Previously, the United States had announced that the first group of Ukrainian pilots undergoing F-16 training could finish the program within three months, with their involvement in combat missions scheduled for a later stage.
The Ukrainian pilots are currently in training with the 162nd Wing of the Arizona Air National Guard, a specialized unit dedicated to providing training for international partners on fourth-generation fighter jets.
Before their flight training, the pilots had completed language instruction at the Defense Language Institute English Language Center, located in San Antonio, TX. A contingent of Ukrainian pilots based in Europe is also currently undergoing training using F-16 simulators.
Furthermore, the United States has further outlined its plan to train around 200 Ukrainian personnel to maintain these sophisticated jets following their language training.
Since last year, Ukrainian President Volodymyr Zelensky has been making urgent appeals for F-16 fighter jets to enhance Ukraine’s capability to counter Russian attacks.
During the summer, a coalition of countries, with Denmark at the forefront, initiated the training of Ukrainian pilots on American F-16 jets. Additionally, the Netherlands, Denmark, and Norway have committed to supplying Ukraine with these fighter jets upon completing the training program.
On August 20, the Netherlands and Denmark pledged to deliver 61 aircraft to Ukraine, with 42 coming from the Netherlands and 19 from Denmark. Subsequently, Norway also affirmed its commitment to supply F-16s to Ukraine.
Taurus Integration Six Months Away
In addition to the F-16 fighter jets, Ukraine has been persistently seeking to acquire Taurus cruise missiles from Germany, but Berlin has so far declined to provide this long-range cruise missile to Kyiv.
However, integrating Taurus into Ukrainian aircraft and the associated training process is estimated to require a minimum of six months.

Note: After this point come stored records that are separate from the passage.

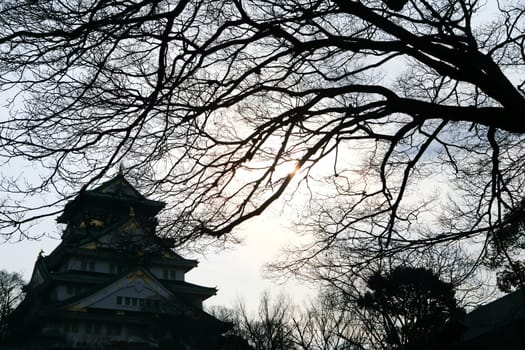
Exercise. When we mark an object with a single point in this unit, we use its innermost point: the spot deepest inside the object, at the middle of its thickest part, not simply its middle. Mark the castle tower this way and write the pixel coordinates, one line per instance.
(112, 283)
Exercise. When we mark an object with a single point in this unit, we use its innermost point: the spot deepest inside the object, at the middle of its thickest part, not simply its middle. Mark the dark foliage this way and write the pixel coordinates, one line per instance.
(409, 304)
(223, 107)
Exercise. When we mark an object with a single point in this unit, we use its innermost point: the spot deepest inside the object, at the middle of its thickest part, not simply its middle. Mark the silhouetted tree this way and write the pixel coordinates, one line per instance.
(10, 295)
(325, 325)
(270, 328)
(408, 305)
(217, 106)
(321, 325)
(505, 250)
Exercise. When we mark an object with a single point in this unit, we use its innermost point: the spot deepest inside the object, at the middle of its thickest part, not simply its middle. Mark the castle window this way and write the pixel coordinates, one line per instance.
(116, 268)
(71, 327)
(92, 328)
(114, 329)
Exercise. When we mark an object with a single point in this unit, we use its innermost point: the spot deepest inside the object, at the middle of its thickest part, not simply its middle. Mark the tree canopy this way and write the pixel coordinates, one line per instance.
(398, 120)
(10, 295)
(409, 305)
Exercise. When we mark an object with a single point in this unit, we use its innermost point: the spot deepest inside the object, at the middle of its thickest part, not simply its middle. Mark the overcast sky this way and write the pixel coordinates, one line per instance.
(236, 272)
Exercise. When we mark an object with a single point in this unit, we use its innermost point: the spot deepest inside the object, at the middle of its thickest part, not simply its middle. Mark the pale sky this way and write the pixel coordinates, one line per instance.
(236, 272)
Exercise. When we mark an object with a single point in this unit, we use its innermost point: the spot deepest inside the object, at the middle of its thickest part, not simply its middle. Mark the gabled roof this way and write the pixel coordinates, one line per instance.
(116, 190)
(140, 284)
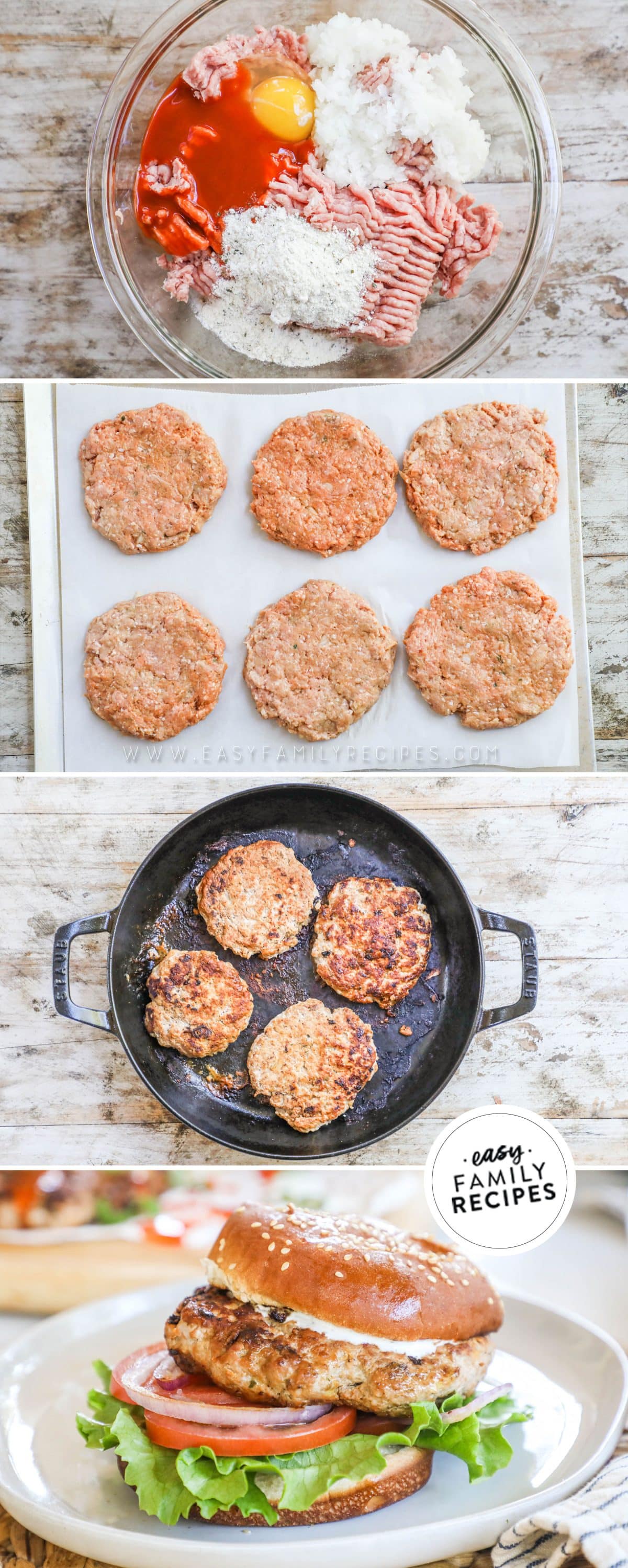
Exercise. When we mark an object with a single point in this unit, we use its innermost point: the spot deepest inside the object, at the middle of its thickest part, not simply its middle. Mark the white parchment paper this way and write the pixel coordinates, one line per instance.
(231, 570)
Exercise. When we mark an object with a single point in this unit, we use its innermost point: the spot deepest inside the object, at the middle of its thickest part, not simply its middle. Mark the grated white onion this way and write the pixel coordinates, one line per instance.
(358, 128)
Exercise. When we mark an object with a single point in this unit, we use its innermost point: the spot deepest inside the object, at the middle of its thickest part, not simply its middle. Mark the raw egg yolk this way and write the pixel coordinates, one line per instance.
(285, 106)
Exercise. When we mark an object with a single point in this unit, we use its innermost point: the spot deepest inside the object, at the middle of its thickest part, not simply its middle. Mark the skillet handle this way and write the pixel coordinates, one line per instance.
(60, 970)
(530, 960)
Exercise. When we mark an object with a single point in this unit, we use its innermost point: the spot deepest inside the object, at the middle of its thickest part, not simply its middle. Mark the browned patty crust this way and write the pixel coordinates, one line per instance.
(310, 1064)
(318, 661)
(153, 665)
(324, 482)
(198, 1003)
(481, 474)
(371, 940)
(249, 1350)
(492, 648)
(256, 899)
(151, 477)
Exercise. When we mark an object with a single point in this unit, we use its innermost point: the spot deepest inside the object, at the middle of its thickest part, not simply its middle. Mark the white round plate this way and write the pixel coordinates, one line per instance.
(570, 1372)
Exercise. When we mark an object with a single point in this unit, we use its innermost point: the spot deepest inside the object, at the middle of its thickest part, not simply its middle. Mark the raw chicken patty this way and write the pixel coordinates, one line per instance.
(318, 659)
(371, 940)
(256, 899)
(492, 648)
(249, 1350)
(151, 477)
(153, 665)
(198, 1003)
(324, 482)
(481, 474)
(310, 1064)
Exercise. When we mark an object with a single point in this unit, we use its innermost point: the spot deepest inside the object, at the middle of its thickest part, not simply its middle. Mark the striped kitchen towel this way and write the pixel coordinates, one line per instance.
(594, 1523)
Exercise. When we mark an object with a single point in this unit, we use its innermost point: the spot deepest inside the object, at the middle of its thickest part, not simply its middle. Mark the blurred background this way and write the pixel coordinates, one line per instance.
(81, 1234)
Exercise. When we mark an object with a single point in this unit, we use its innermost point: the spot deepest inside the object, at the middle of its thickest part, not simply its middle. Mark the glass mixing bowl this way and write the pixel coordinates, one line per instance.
(522, 179)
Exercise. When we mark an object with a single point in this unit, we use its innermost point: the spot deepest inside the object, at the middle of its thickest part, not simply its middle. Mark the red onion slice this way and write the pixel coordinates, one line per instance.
(476, 1404)
(208, 1415)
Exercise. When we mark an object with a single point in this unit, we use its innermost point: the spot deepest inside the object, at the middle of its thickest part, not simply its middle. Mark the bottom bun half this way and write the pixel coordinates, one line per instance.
(406, 1473)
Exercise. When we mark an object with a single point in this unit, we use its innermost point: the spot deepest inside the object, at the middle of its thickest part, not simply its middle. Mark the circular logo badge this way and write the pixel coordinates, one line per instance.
(501, 1179)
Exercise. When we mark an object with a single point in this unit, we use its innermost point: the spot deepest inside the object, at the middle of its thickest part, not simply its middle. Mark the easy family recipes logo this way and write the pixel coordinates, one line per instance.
(500, 1178)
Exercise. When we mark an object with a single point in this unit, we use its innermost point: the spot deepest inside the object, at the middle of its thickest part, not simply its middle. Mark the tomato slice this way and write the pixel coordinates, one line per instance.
(195, 1388)
(169, 1432)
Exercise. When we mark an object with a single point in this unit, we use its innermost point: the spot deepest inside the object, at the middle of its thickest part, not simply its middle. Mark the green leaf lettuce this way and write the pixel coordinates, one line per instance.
(170, 1484)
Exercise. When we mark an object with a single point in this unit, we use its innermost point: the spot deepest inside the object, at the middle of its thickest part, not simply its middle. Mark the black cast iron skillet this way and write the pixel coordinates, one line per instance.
(337, 835)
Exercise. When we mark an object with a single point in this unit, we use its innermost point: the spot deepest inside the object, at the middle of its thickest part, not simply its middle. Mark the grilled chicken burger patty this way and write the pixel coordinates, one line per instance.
(310, 1308)
(252, 1350)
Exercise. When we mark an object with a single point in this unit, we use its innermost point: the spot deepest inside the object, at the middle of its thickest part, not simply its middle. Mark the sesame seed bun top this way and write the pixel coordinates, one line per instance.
(352, 1272)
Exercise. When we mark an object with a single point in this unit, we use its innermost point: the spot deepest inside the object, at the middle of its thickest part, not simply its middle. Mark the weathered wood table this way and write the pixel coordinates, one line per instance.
(547, 847)
(57, 63)
(603, 453)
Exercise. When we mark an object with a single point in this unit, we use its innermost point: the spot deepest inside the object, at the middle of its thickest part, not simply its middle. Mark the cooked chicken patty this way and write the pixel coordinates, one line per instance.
(324, 482)
(481, 474)
(310, 1064)
(371, 940)
(256, 899)
(492, 648)
(153, 665)
(318, 661)
(255, 1352)
(151, 477)
(198, 1003)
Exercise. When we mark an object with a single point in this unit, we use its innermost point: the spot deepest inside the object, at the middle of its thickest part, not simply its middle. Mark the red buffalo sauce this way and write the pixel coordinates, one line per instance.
(230, 157)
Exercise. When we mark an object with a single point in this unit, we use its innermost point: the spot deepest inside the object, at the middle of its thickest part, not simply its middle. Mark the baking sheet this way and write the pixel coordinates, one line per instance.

The Taurus KEPD 350E results from the collaboration between MBDA Deutschland GmbH and Saab Dynamics AB, operating under the umbrella of Taurus Systems GmbH.
Joachim Knopf, the CEO of the MBDA Deutschland-Saab Dynamics joint venture Taurus Systems, stated that the integration of the Taurus cruise missile into a Ukrainian aging Su-24 combat aircraft would require a couple of months, and the training of crews for its use would take three to four months.
He further noted that integrating Taurus into the F-16 combat aircraft designated for Ukraine would be more time-intensive, requiring one to one-and-a-half years.
Knopf also highlighted that Taurus is already operational with Luftwaffe Tornado, Spanish Air Force EF-18, and Republic of Korea Air Force F-15K combat aircraft. He anticipated that Taurus would also become compatible with the Eurofighter by 2028.
Describing Taurus as a bunker-buster missile with an intelligent programmable fuze capable of detecting layers when penetrating a target, Knopf noted that the missile could attain speeds of 900 km/h at an altitude of 50 meters.
Furthermore, he highlighted its resistance to spoofing in regions such as the Baltic and South China Sea and the capability of its swing wings to enhance its range by up to 10%.
However, the missile is currently not in production. The company said that their decision to resume Taurus missile production hinges on a directive from German Chancellor Olaf Scholz regarding the supply of Taurus to Ukraine.
It is estimated that the resumption of Taurus production might take approximately a year of preparations, possibly longer if there are delays related to electronic components and explosives.